A detective approaches the scene of a man who committed suicide. The man is slumped in his desk with his gun in his hand. After a few moments the detective declares the area a crime scene. Why?
Perhaps there was no bullet lodged in the wall when there should have been. Maybe the gun used would have made such a loud noise it should have been heard in the surrounding apartments, but wasn’t.
This line of reasoning is used extensively in detective literature. The gift of Sherlock Holmes was noticing what wasn’t there in addition to what was. To the rest of us, it becomes glaringly obvious once pointed out to us, but it’s very tricky to pick up on the absence of something.
One of my favorite personal finance books is not a finance book at all. It doesn’t teach you how to balance a budget or calculate your networth, it doesn’t even tell you how to invest your money. What it does do is make observations about spending patterns of thousands of families, and correlates it to actual wealth.
What is profound about Thomas Stanley’s The Millionaire Next Door is that you can’t help but shift your perspective on what wealth looks like from the outside.
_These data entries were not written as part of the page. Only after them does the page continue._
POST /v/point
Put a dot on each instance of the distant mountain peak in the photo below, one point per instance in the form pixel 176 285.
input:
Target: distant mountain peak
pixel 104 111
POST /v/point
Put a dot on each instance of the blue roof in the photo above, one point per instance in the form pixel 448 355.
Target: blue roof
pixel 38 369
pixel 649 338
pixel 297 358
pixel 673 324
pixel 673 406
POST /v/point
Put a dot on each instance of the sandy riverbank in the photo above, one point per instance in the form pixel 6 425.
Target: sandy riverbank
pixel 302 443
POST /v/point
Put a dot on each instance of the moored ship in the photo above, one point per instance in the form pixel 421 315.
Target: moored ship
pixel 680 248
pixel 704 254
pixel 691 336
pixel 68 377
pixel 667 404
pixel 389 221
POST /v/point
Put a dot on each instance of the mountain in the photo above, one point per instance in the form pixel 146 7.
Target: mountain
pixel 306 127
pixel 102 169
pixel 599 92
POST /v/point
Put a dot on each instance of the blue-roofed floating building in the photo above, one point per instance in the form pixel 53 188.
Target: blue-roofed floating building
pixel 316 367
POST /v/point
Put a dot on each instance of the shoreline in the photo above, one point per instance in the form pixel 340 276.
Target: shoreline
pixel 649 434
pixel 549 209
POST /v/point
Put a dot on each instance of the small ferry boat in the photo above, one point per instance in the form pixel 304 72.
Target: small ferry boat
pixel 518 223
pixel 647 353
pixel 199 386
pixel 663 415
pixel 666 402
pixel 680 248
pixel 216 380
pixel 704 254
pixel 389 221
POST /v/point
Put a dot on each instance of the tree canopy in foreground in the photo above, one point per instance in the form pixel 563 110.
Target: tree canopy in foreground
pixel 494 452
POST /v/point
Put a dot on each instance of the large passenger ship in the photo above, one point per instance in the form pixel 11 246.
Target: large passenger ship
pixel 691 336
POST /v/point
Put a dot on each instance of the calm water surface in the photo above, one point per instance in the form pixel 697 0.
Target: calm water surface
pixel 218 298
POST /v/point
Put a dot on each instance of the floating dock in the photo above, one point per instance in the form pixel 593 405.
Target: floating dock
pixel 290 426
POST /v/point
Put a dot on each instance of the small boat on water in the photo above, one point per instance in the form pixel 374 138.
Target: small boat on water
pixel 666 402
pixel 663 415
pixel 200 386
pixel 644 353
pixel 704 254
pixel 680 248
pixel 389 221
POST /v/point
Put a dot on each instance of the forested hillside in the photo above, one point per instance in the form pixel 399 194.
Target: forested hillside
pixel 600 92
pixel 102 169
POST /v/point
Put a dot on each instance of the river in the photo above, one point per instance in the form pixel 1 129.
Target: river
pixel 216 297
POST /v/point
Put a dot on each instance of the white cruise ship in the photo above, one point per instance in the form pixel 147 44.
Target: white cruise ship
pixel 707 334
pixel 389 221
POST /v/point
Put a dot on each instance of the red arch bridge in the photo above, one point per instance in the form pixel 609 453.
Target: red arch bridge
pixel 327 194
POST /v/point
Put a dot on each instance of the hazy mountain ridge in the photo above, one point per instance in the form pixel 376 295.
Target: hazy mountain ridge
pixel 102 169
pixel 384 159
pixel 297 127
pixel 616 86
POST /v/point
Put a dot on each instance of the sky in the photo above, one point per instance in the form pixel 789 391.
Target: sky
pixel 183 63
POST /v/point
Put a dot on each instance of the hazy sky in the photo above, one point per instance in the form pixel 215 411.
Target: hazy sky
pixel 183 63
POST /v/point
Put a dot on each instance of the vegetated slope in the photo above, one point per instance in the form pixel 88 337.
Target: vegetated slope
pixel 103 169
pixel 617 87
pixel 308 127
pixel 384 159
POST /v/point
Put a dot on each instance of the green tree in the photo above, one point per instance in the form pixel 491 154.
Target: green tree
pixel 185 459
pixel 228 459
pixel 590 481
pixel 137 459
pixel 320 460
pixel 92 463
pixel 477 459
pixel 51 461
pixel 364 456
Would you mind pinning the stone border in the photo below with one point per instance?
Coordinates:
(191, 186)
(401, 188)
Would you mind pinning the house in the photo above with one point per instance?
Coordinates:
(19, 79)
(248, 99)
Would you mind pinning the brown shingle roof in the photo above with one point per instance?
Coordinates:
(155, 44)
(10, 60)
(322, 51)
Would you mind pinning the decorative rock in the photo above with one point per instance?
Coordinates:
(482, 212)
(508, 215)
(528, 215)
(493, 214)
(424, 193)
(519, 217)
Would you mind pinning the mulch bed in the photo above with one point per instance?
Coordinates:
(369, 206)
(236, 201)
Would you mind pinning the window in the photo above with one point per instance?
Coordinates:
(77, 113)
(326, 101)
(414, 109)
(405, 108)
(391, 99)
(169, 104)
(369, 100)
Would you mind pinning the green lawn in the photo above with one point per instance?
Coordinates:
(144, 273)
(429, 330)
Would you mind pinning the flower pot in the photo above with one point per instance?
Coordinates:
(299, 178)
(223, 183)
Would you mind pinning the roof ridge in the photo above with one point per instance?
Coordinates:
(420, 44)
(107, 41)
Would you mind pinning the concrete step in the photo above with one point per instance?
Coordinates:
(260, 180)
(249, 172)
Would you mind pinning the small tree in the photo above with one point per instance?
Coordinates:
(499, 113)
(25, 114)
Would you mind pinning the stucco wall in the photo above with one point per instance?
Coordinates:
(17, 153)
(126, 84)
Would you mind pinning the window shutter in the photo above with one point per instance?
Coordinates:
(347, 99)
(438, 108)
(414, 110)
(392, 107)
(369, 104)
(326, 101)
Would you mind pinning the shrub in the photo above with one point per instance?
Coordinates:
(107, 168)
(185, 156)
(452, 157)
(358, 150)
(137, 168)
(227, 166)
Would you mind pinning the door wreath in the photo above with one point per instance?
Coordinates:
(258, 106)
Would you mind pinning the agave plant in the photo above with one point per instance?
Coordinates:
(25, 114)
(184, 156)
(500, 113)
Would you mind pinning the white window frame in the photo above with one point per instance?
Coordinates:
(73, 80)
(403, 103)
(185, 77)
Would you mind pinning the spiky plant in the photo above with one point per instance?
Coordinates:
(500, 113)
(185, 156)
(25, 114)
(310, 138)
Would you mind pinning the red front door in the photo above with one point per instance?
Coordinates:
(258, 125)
It doesn’t look like a $200k car, a vacation home by the lake, or designer clothes. It’s the absence of these items, when otherwise you might expect them.
The Millionaire next door is always one of the first books I recommend that people read when they are trying to get their spending under control. Unfortunately, through various media exposure throughout our lives, we associate wealth with spending. This is so ingrained, that I get a lot of push back when I suggest that someone’s fancy car is more likely an indicator of debt than wealth. Don’t misinterpret me here, this does not mean spending is bad, but untangling spending that helps us meet our objectives in life and status signal spending are not the same thing.
It’s very simple. Once you spend money, it’s no longer saved. This is the “secret” to wealth and is usually represented as:
Savings = Income – Expenses
But I much prefer Morgan Housel’s version:
Savings = Income – Ego
So I think it’s worth trying to hone your detective skills, because anyone can observe what is right in front of them. It takes imagination and practice to notice the professional couple who live next to you and don’t take international vacations. How about the guy at work who always stands up for what he thinks is right because he hasn’t needed the income from his job for a decade. Or putting together the link between your manager’s Timex watch and his retirement at 50.
(Side note: It has been brought to my attention that encouraging people to observe others might come across as promoting judgement. In fact, I do believe that people watching is important but mostly as a developmental step in fostering awareness in ourselves. We can observe our neighbours behaviours and then surmise their cause and effect because we are not them and can maintain our objective viewpoint. When we observe our own behaviours, we are completely subjective and our decisions are tied up with our own emotions, needs, and stories. That’s why we are embarrassed for our Mother when she drinks too much eggnog at a Christmas party and starts a monologue in a corner, but don’t realize we do something similar at every wedding we go to. The ultimate purpose of people watching is to take that objective viewpoint and eventually turn it inwards. We’ll get better adoption if we don’t threaten ourselves too much at first.)
From there, we can start observing our own behaviours. How much of this purchase is to show others that I have wealth? Am I comparing myself with the right group of people? Can I attain the same result, with a less costly alternative? If this line of questioning bothers me, why?
Money is easy. It’s our behaviours that are complicated.
It comes down to what you actually want from your money. Do you want to signal to people that you have wealth, or do you want actual wealth? The only thing I know for sure, is that a high expense lifestyle is a sign of a high income, nothing more. It does not necessarily indicate security, freedom, or flexibility. Actual wealth is what you don’t see.